And yet “You Only Move Twice,” one of show’s most acclaimed episodes, also features one of the most outlandish twists in Simpsons history. After Homer moves the family for his new job in faraway Cypress Creek, it turns out that, unbeknownst to him, his cool new boss, Hank Scorpio, is actually a Bond villain. The twist isn’t depicted by way of subtle hints here or there or a last-minute reveal. Instead, the episode spends much of its run time ensconced in city-destroying lasers, ineffective death traps, and flame-thrower battles to repel the U.S. military, the very sort of farfetched fare that typically rankles diehard fans.
Then, to add to the absurdity, at the end of the episode, Scorpio seizes the East Coast and gives Homer a special parting gift — ownership of the Denver Broncos, replete with the team practicing on The Simpsons’ front lawn.

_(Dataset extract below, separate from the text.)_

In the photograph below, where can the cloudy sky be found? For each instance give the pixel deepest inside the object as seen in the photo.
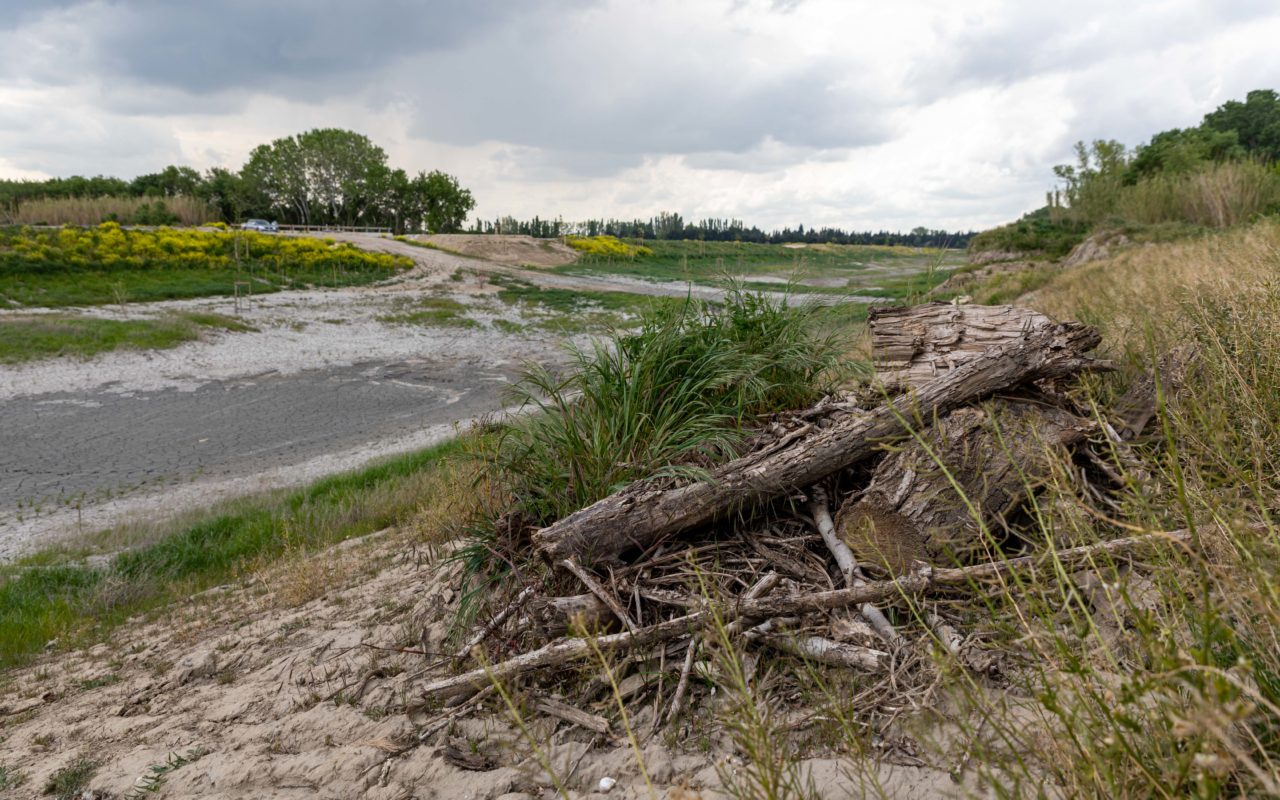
(853, 113)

It’s so far from reality, not to mention the standard rules of the show’s universe, that the series doesn’t even begin to address these developments in later installments. It’s exactly the kind of ridiculous, game-changing-yet-ignored ending that hated former showrunner Mike Scully and current ruler of The Simpsons roost Al Jean are routinely excoriated for today.
So why does this work so well in “You Only Move Twice”?
I was just a kid when I began watching The Simpsons religiously. That meant that, at the time, a good portion of the show went completely over my head: homages to classic movies, references to snuggling, jokes about Richard Nixon. It also made revisiting the show as an adult a wonderfully enriching experience. While the exquisite construction and sheer hilarity of the series enraptured me as a kid, I discovered deeper layers of storytelling, humor, and commentary in the show as an adult that I could never have fathomed in all my young fanaticism. But that naivete also meant that I completely missed how unremittingly dark the series could be in an episode like “Homer’s Enemy”.
Now The Simpsons is no stranger to dark comedy. It’s often employed in the tragicomic stylings of characters like Moe Szyslak or Hans Moleman, who suffer repeatedly for our amusement and turn up again no worse for wear. But there are few moments in the show’s canon that can match the pure black comedy of Frank Grimes’s descent into madness, or the conclusion of his debut episode, where the denizens of Springfield are laughing at Homer’s antics, while Grimes is lowered into his grave after an untimely death.